The Prime Minister's Office has not officially confirmed such a meeting yet.
However, the Australian PM announced they will all be present together as the four nations meet in continuing efforts to counter China's influence.
"It will be the first ever such gathering. I have already had bilateral discussions about this with Narendra Modi and Yoshihide Suga, the Prime Minister of Japan, and of course the Prime Minister of India. And of course we're looking forward to those discussions and follow-up face-to-face meetings as well," Australian Prime Minister Scott Morrison said without giving details on the timing of the talks, expected to be held virtually, according to Bloomberg.
"It will be four leaders, four countries, working together constructively for the peace, prosperity and stability of the Indo-Pacific," Mr Morrison told reporters in Sydney.
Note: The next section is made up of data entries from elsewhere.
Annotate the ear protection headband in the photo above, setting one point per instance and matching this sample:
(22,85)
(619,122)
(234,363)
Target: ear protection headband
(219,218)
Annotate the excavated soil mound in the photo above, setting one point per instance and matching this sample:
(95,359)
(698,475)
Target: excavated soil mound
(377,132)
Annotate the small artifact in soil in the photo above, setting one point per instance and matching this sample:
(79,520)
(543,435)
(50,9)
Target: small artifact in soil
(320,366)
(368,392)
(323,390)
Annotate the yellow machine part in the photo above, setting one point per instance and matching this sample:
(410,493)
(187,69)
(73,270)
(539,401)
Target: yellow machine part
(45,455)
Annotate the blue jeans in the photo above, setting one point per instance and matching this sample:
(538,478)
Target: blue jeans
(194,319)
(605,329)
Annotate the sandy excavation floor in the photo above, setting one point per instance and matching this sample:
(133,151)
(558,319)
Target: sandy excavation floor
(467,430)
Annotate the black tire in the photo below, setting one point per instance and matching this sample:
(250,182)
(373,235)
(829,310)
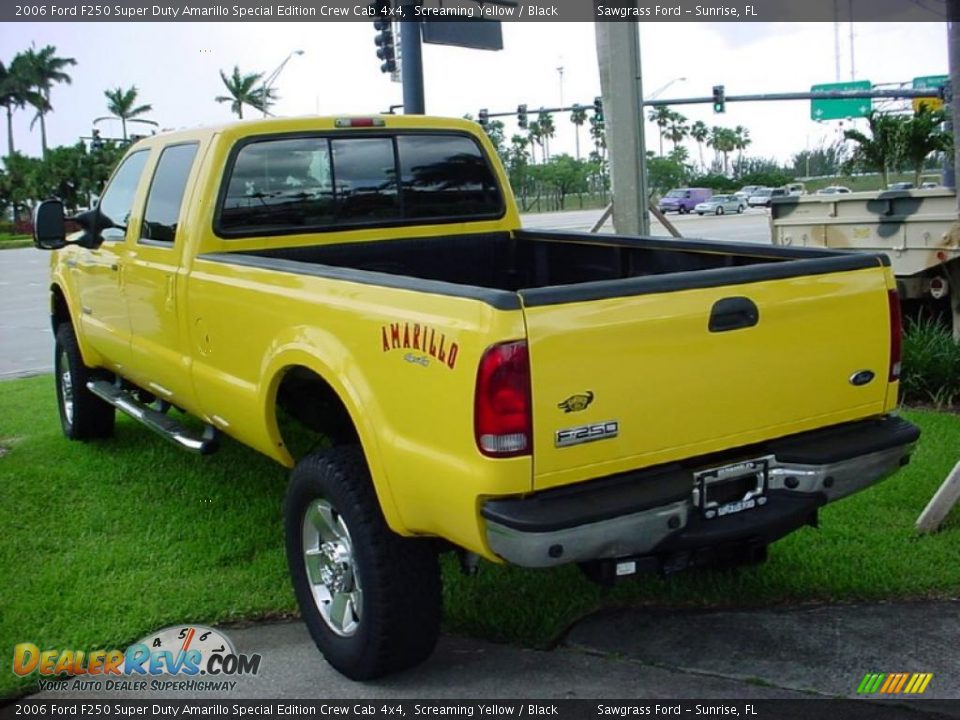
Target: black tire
(398,579)
(83,416)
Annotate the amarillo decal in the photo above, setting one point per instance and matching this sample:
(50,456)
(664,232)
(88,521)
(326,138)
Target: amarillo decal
(414,336)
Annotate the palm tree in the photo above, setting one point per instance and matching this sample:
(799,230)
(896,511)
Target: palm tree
(677,128)
(660,114)
(578,117)
(741,142)
(922,135)
(724,142)
(547,131)
(700,132)
(122,105)
(882,151)
(44,69)
(15,92)
(246,90)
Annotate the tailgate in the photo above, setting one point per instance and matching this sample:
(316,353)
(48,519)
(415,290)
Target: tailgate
(631,381)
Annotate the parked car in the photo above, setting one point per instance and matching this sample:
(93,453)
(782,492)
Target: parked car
(684,200)
(720,204)
(763,196)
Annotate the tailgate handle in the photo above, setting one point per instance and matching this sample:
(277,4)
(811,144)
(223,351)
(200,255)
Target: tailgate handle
(733,313)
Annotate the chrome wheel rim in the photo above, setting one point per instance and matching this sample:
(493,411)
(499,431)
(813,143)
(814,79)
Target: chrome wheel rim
(66,387)
(331,568)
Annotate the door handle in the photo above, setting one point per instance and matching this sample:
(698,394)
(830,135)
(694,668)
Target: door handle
(733,313)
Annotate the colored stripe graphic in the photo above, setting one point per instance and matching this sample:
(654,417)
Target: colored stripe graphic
(894,683)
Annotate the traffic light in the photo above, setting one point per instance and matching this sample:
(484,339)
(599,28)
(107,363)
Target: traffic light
(719,99)
(386,49)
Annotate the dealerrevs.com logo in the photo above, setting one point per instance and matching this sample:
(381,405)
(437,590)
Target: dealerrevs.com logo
(177,658)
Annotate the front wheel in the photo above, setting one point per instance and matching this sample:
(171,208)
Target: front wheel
(83,416)
(370,598)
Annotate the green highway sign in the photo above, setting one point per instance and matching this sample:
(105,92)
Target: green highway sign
(840,108)
(934,82)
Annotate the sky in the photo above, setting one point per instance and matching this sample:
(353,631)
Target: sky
(175,67)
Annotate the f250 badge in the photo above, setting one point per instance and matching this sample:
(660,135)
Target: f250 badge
(576,403)
(587,433)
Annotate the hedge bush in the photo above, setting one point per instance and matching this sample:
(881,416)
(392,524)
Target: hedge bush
(931,364)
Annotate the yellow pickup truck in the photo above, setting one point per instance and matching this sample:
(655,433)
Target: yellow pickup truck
(356,298)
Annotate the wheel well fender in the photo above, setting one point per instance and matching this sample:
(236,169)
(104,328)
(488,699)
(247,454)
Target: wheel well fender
(306,362)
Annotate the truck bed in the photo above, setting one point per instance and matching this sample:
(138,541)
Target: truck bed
(550,262)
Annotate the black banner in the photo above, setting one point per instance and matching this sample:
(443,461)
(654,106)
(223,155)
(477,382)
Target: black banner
(485,709)
(459,10)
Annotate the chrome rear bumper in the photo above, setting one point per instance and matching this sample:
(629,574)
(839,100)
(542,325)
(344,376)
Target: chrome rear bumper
(558,527)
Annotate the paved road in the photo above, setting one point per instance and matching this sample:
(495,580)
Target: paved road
(26,345)
(780,653)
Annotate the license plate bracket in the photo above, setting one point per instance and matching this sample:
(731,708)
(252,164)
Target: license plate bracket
(729,489)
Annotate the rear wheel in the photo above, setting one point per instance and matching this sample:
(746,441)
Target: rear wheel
(370,598)
(83,416)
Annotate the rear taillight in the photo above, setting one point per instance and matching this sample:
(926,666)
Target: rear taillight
(502,421)
(895,329)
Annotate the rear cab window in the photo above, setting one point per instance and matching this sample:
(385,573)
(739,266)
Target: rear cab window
(284,185)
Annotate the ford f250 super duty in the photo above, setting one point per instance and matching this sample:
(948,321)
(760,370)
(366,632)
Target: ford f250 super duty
(537,398)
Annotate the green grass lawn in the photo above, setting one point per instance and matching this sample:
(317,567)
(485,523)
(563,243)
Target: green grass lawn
(102,543)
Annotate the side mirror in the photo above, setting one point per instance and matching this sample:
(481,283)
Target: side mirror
(49,225)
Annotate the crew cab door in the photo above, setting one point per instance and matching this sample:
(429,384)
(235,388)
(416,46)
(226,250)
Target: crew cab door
(159,361)
(100,272)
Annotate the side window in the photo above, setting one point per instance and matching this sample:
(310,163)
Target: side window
(166,193)
(117,200)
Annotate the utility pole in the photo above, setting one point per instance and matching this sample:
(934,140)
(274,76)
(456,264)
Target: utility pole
(953,119)
(618,52)
(411,61)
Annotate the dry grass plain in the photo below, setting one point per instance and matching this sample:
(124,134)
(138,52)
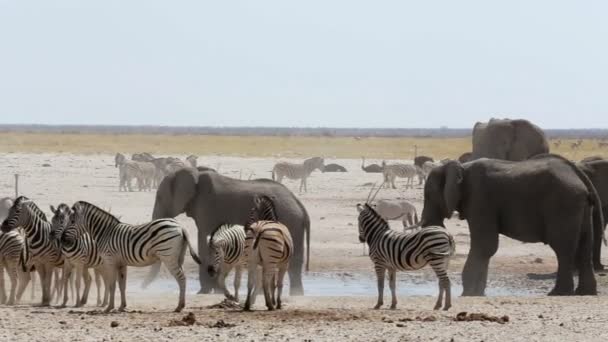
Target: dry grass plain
(82,167)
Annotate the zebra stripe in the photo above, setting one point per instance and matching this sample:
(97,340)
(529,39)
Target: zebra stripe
(227,251)
(80,254)
(392,171)
(12,248)
(394,251)
(267,244)
(297,171)
(121,245)
(43,252)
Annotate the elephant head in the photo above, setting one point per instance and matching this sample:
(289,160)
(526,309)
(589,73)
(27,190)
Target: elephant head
(442,193)
(175,193)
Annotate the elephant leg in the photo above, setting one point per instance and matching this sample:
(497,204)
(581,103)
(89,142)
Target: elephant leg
(206,282)
(586,279)
(296,288)
(484,244)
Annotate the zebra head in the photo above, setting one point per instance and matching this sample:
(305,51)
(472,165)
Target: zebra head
(119,159)
(216,254)
(60,220)
(15,217)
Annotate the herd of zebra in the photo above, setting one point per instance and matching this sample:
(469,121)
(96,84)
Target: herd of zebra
(84,237)
(148,171)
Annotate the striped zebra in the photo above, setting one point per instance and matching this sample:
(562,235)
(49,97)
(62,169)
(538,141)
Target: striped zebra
(79,255)
(12,249)
(143,172)
(227,252)
(392,171)
(44,254)
(395,251)
(297,171)
(121,245)
(268,244)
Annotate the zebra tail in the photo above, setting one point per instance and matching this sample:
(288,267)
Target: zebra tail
(154,271)
(193,253)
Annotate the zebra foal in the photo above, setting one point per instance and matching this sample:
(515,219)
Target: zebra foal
(297,171)
(42,251)
(268,244)
(393,251)
(121,245)
(407,171)
(227,251)
(79,255)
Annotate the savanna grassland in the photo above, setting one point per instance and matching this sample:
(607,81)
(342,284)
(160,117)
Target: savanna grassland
(263,146)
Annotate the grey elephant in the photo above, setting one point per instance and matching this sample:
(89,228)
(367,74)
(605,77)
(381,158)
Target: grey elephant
(506,139)
(596,169)
(212,200)
(545,199)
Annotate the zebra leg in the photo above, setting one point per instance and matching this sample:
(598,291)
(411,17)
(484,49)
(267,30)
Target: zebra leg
(33,290)
(98,286)
(280,278)
(237,282)
(222,282)
(440,266)
(67,272)
(268,277)
(392,280)
(380,273)
(24,279)
(109,274)
(86,277)
(251,278)
(45,274)
(2,287)
(122,284)
(13,274)
(178,273)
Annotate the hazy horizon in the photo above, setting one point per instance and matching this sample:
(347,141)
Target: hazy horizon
(341,64)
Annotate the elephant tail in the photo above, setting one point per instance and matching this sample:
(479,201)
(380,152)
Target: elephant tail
(154,271)
(192,251)
(306,227)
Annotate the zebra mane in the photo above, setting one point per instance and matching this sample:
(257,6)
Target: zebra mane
(32,206)
(89,208)
(221,227)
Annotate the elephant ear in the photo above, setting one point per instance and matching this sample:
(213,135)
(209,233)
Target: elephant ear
(183,189)
(452,191)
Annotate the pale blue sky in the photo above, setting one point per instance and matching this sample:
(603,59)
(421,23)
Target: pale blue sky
(333,63)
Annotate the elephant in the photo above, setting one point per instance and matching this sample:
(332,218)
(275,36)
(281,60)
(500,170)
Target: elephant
(212,200)
(596,169)
(514,140)
(465,157)
(544,199)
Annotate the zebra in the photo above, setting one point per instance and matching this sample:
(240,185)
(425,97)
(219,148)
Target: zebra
(397,210)
(268,244)
(12,250)
(44,254)
(392,171)
(79,255)
(192,160)
(121,245)
(395,251)
(227,251)
(297,171)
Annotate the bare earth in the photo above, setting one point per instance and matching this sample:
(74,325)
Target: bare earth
(519,273)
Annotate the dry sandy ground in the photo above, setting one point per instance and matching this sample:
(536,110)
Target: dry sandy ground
(517,269)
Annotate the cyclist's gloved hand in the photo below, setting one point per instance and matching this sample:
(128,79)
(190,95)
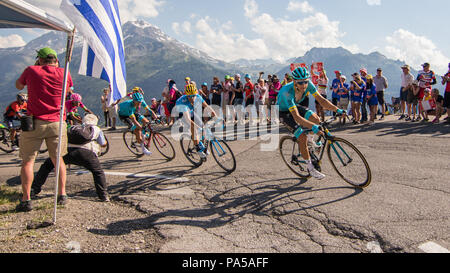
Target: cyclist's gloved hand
(341,112)
(316,129)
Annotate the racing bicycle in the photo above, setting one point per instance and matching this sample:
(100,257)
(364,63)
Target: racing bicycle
(160,141)
(219,148)
(346,159)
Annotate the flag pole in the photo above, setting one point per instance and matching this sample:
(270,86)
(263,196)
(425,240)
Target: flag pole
(69,48)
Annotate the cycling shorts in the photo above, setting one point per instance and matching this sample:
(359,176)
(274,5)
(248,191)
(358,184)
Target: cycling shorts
(129,122)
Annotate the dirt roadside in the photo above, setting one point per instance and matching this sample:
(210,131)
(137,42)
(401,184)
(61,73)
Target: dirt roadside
(84,225)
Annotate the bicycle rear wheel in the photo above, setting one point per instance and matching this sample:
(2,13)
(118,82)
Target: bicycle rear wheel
(223,155)
(290,153)
(130,141)
(163,145)
(349,163)
(5,141)
(188,148)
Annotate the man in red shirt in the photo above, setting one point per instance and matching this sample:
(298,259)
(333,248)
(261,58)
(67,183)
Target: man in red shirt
(446,81)
(44,82)
(13,113)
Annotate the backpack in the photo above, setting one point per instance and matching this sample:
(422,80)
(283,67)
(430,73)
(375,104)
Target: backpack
(80,134)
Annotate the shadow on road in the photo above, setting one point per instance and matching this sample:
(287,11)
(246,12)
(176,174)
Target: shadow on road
(264,198)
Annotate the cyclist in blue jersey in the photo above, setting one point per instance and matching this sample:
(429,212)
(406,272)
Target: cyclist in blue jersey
(128,113)
(295,116)
(190,106)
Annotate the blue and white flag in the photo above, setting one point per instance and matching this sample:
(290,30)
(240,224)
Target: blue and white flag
(103,56)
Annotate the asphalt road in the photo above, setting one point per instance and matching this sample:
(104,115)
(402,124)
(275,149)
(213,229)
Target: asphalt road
(263,207)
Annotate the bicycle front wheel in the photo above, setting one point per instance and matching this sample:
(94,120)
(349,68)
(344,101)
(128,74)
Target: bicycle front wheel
(188,148)
(163,145)
(223,155)
(5,141)
(130,141)
(290,153)
(349,163)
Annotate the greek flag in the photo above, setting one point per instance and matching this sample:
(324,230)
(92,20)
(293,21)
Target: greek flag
(103,55)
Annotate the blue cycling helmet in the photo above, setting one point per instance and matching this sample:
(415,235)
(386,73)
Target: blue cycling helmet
(138,97)
(300,73)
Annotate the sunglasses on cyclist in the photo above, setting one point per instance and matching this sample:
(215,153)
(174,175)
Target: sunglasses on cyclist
(301,82)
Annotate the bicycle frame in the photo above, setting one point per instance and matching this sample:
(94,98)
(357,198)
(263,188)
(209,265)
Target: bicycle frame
(328,141)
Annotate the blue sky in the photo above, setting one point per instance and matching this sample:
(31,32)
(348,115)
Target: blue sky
(413,31)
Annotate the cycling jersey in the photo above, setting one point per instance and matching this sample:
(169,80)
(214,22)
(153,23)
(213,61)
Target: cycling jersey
(286,96)
(183,104)
(426,79)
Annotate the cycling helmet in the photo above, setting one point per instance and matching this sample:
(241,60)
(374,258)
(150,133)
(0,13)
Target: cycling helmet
(22,96)
(300,73)
(138,89)
(76,97)
(191,90)
(138,97)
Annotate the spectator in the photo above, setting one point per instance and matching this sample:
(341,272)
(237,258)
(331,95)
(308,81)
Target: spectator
(249,90)
(336,83)
(261,93)
(238,100)
(414,101)
(286,79)
(343,95)
(172,97)
(165,101)
(12,115)
(85,155)
(427,105)
(322,87)
(187,81)
(216,91)
(104,100)
(226,93)
(357,87)
(426,78)
(44,83)
(204,92)
(446,82)
(273,94)
(372,99)
(381,83)
(407,80)
(439,102)
(363,72)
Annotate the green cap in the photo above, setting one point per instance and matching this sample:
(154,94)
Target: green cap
(44,52)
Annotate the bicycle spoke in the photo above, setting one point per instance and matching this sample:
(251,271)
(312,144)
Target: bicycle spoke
(223,155)
(349,163)
(291,157)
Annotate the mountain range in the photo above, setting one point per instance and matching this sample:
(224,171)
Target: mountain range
(152,57)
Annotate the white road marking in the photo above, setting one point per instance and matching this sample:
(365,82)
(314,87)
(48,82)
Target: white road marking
(141,175)
(431,247)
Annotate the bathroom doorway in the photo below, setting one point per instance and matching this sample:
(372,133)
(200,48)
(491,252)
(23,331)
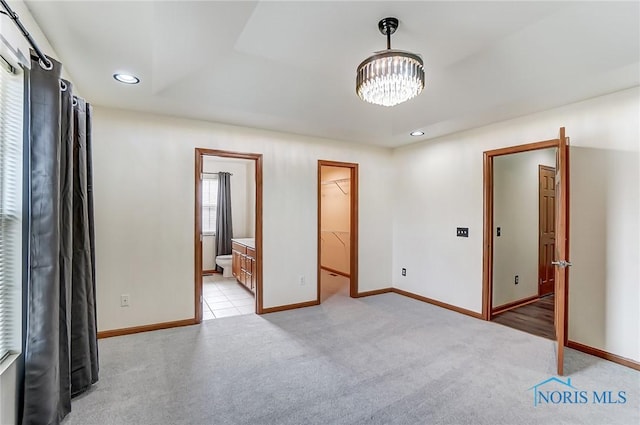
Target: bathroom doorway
(337,229)
(228,205)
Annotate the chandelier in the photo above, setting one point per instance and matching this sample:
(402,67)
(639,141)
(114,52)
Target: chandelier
(390,77)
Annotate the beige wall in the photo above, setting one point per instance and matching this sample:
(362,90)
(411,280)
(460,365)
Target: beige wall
(150,256)
(334,223)
(439,187)
(515,211)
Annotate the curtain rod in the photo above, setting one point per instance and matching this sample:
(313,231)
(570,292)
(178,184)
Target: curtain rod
(45,63)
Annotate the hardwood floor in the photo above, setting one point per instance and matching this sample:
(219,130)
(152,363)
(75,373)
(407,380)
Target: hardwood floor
(535,318)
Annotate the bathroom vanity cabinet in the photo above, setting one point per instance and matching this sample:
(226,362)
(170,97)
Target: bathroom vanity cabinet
(243,264)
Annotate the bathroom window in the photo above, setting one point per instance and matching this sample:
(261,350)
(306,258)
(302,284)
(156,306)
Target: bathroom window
(11,120)
(209,200)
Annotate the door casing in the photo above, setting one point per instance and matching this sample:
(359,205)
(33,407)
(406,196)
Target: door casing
(353,225)
(487,274)
(257,158)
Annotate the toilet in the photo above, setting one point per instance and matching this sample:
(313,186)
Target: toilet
(224,261)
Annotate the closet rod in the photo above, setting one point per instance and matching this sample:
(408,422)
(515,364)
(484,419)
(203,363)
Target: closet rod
(45,63)
(335,181)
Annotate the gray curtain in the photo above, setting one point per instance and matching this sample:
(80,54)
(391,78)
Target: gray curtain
(224,227)
(60,348)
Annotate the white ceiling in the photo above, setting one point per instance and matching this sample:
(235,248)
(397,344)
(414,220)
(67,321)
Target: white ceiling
(290,66)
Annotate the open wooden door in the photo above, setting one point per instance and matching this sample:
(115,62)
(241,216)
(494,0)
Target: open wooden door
(561,245)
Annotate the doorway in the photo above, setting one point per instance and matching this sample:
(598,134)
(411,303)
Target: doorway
(228,290)
(502,262)
(337,229)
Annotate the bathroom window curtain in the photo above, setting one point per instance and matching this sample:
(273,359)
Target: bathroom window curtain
(224,227)
(60,348)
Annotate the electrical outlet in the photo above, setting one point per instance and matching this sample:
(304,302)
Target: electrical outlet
(462,232)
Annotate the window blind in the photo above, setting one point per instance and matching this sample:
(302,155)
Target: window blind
(11,122)
(209,201)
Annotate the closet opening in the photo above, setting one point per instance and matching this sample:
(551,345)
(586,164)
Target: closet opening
(228,234)
(337,229)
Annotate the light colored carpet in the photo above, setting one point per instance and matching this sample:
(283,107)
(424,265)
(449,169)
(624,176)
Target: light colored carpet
(385,359)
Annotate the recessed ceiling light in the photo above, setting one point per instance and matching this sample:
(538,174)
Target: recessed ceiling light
(126,78)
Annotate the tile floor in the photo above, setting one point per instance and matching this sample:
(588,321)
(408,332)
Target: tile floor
(224,297)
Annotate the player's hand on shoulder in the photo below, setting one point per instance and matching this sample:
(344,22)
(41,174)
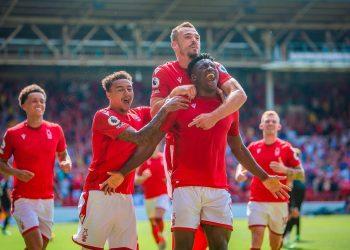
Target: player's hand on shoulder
(146,174)
(278,190)
(204,121)
(241,176)
(176,103)
(278,166)
(24,175)
(184,90)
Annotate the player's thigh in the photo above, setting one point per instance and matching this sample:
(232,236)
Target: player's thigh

Australia has suffered a hit in trade because of deteriorating relations with China.
Mr Morrison said he had discussed arrangements with President Biden and Vice President Kamala Harris in recent weeks and that he expected the talks would be followed by face-to-face meetings.
"The Quad is very central to the United States and our thinking about the region, and looking at the Indo-Pacific also through the prism of our Asean partners and their vision of the Indo-Pacific," Mr Morrison said, referring to the 10-member Association of Southeast Asian Nations.
The "Quad" or the Quadrilateral Security Dialogue is an informal strategic forum of the US, Japan, Australia, and India, was revived in 2017 as a buffer against Beijing. The Quad remains a strong focus for the four nations that have each had conflicts with China in recent years.
President Biden's first conversation with PM Modi took place on the phone on February 8, days after he was sworn in on January 20. The two leaders agreed to continue close cooperation on climate change, terrorism, and freedom of navigation. "The President underscored his desire to defend democratic institutions and norms around the world and noted that a shared commitment to democratic values is the bedrock for the US-India relationship," the White House said in a readout of the call.
The two leaders also discussed that they would continue to cooperate and promote a "free and open Indo-Pacific" and committed to strengthen regional architecture through the Quad.